Why does it seem important to go and ask questions in the forest, to go to this school of life? How does it move us? What practices and narratives does a forest suggest to us as partners, as opposed to urban environments or dance studios? What does the forest teach us about ourselves? What are its gifts and those of dancing in seasonal cycles? Here we are, where nothing exists without the interweaving of others, where each center is a center among other centers, where no name holds together without the weaving of its collaborations, symbioses and competitions. Here we are among multiple temporalities, among myriads of growths and putrefactions.
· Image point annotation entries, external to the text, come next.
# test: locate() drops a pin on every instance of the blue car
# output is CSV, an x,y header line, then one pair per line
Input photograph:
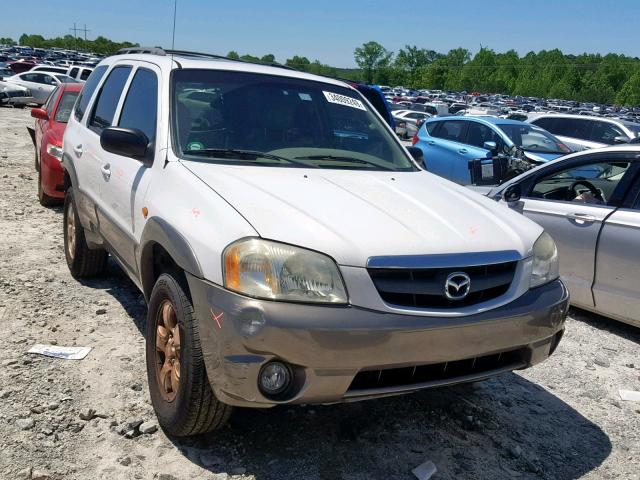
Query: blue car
x,y
449,143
Our center has no walls. Its roof is the sky, with rain, mists, reflections of the sun on foliage, winds and stars. Its soil is a living humus that extends deep down, full of odors, rough, soft and pungent. Trees and vegetation envelop us. Here we experience a distance from the view, from the balcony, from having a view on, from looking at the world as if on a painting or a set. We’re moving away from the Renaissance perspective of knowledge. We return to plural, mismatched, reinvented, felt perspectives. We’re in, amongst, breathing together in this orchestra of the living. Among squirrels, beeches, firs, mosquitoes, limestone, beetles, clay, ivy, boulders, green woodpeckers, hinds, winds, foxes and oaks. Other human activities include the parcours vita, footpaths, hermitages, forest schools, cemeteries, huts, national roads and forestry companies. Among our feelings, our perceptions, our imaginations, our bodies and their movements, among us in groups, in communities.

Ecosomatics

In naming our practices ‘ecosomatic’ we wish to participate in the development of a field at the crossroads of the arts, ecology and society. It’s a recent name for a relationship with living things that is not new in itself, but one that needs to be recreated, like reactivating lost paths. Above all, it’s about relationships, understanding ourselves as part of the interactions and interdependencies of living beings other than humans. We support the urgency of embodied, situated knowledge, of which our bodies, understood in these local ecologies, become both receptacles and channels. We work for the future of the Earth, and we defend, feel, live, create and love our belonging to the Earth system.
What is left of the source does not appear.